No folk music collection is complete without the all-time classic 1967 LP, Arlo Guthrie’s debut, the entire first side of which was the 18-minute opus called Alice’s Restaurant Massacree. It was a sarcastic and irreverent narrative protesting the Vietnam-era draft, beginning with an innocent attempt to help his friend Alice by hauling her large pile of trash to the city dump, only to find it closed on Thanksgiving. He and a friend finally dumped the pile elsewhere, following others who had used the same spot, only to be arrested and convicted of littering, a criminal record that later rendered him unsuitable for the draft.
Guthrie’s bluesy foot-tapping guitar rhythm made it an instant classic, spawning a movie, annual festivals, follow-up albums, and numerous other events. Still regularly played on Thanksgiving, it’s beloved partly because of its length, a saga filled with unimportant and extraneous details that add to its charm. “Massacree” is an old Ozark colloquialism describing an improbably sequence of events that “create great confusion and fuss.” By the time this one ends one forgets that the entire sordid affair, which resulted from a well-meaning attempt to help friends, turned sour for one simple reason – the landfill was closed.
Guthrie got caught but others had done the same because when there is no place to put the trash, well, people find another place to put the trash. That is the crux of a years-long battle raging in Los Angeles because of yet another misguided dream from California’s environmental industry, to eliminate landfills – just close them down. These activists thought they had the perfect example when the city’s Chiquita Canyon landfill experienced a rare chemical reaction that generated heat deep underground in a retired section, resulting in noxious odors and fumes.
Local residents organized as Citizens for Chiquita Canyon Closure and the sensational news coverage prompted city officials to reverse course on a 2022 agreement with the company that manages the landfill. Under that agreement, the location is slated to be phased out anyway, with incoming trash ratcheted down in slow increments over a 5-year period. Meanwhile, the best available technology is being used to mitigate the noxious odor problem and assist residents. That agreement settled several lengthy and complex lawsuits, which will now come back with the agreement voided.

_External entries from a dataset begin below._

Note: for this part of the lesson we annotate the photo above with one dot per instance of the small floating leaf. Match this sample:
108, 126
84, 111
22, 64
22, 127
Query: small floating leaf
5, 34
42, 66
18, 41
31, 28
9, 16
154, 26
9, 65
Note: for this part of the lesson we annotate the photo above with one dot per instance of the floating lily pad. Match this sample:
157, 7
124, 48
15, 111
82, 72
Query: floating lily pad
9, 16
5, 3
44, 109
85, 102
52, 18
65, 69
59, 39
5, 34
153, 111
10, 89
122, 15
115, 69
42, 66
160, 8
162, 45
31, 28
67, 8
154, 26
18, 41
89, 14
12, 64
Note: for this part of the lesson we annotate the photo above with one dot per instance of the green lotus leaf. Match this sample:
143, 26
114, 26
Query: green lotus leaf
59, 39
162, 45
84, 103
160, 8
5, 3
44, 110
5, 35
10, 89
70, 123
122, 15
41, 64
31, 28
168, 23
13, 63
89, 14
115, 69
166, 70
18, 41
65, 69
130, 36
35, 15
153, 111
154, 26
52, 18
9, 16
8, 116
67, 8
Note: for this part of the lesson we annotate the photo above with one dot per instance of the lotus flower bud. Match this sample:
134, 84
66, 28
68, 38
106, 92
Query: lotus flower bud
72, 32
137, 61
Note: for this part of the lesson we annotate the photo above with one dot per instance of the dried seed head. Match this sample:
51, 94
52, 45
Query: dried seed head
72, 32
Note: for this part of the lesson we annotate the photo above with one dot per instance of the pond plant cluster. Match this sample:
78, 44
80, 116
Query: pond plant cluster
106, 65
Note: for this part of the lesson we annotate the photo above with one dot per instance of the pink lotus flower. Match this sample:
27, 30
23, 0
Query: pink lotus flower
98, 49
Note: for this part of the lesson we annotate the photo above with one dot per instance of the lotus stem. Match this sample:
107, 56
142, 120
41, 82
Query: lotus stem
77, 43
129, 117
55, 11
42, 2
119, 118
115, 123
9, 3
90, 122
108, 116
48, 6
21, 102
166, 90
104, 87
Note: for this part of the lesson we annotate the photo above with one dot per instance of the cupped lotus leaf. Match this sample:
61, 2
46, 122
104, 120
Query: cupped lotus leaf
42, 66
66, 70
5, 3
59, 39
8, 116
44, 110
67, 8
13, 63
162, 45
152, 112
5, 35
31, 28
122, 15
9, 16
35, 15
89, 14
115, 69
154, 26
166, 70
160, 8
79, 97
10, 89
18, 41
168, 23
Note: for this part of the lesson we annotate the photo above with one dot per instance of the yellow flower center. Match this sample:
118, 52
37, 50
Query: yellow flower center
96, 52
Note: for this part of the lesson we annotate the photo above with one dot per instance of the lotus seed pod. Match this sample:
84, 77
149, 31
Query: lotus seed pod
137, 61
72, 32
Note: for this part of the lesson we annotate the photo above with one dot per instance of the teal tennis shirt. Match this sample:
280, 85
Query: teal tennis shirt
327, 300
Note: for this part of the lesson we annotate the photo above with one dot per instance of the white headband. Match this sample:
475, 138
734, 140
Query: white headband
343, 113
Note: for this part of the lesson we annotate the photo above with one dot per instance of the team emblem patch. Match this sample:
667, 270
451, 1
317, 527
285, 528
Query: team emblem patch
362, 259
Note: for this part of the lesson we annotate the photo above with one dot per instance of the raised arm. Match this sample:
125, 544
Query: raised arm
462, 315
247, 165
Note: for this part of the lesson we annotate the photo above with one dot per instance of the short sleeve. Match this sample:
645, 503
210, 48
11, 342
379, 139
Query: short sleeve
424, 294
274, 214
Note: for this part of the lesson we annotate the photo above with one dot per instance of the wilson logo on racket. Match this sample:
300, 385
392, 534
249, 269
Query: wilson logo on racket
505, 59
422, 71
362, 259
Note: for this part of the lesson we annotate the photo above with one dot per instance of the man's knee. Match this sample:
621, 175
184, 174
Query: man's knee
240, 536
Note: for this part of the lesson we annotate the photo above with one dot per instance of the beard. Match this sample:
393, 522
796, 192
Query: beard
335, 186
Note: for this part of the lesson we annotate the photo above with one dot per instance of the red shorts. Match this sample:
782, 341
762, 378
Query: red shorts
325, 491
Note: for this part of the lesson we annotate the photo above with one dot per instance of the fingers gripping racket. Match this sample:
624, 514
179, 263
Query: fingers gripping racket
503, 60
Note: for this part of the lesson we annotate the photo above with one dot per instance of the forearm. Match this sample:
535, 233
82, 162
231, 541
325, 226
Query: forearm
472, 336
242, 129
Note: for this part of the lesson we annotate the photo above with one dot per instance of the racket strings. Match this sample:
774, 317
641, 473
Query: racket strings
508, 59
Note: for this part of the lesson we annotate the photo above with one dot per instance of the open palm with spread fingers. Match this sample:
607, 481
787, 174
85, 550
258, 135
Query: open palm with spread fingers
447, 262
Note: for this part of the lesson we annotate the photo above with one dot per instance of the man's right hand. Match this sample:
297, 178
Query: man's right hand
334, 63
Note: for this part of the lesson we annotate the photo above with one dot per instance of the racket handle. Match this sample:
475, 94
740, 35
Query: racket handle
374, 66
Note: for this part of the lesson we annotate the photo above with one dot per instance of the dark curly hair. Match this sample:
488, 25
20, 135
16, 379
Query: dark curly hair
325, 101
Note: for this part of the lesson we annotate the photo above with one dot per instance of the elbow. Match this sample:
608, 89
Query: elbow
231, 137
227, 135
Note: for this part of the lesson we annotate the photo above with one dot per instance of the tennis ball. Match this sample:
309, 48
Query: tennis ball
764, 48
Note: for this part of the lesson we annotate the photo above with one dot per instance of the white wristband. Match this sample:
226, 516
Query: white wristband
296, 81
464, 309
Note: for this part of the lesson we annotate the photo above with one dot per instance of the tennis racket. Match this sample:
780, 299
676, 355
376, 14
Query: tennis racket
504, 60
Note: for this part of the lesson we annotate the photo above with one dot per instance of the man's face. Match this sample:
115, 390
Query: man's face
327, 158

Not good enough, said the angry residents and their environmental allies. They wanted the landfill closed now, which will not solve the noxious odor problem stemming from the earlier situation. That district’s city council member called immediate closure impractical, so she was pilloried by local activists. Editorial writers across the state weighed in on both sides. Almost no one asked the fundamental question – where will they put the trash?
Believe it or not, California’s green dream contemplates the perfect solution. People should simply stop creating trash. Use nothing that comes in packaging, use everything to complete extinction, throw nothing away. No waste of any kind. What an ideal world. What a crock.
This is the same state whose politicians think they can eliminate automobiles, a state whose development and growth evolved entirely around the automobile and whose cities like L.A. are therefore stretched out over hundreds of miles with such low density that cars are the only choice for mobility. The same state that says people should heat their homes without natural gas and just pay whatever to power everything with wind and solar – an infrastructure that does not yet exist even in California. It’s a state where dreams become laws before anyone asks about consequences, consumers can’t afford to live there anymore, taxes are raised to compensate, and to escape the nation’s highest tax burden those who can afford to just pick up and leave.
Everyone wants a cleaner world. The U.S. has done more to improve the environment than any country, its air and water continually improving. Technology is steadily gaining on the worst environmental problems, including landfills – which are nothing like those of prior generations. A century ago, every farm had its own landfill and combustible trash was burned even in major cities, air quality notwithstanding.
Great strides are being taken to clean up such problems, but that requires a healthy economy that generates incentives for achievement, not punishments that put people out of business.
In the case of Chiquita Canyon, the next closest landfill cannot accommodate that much trash, and there are no affordable alternatives. The company closed it on January 1, so people will have to put their trash somewhere else, hopefully not causing another Alice’s Restaurant Massacree.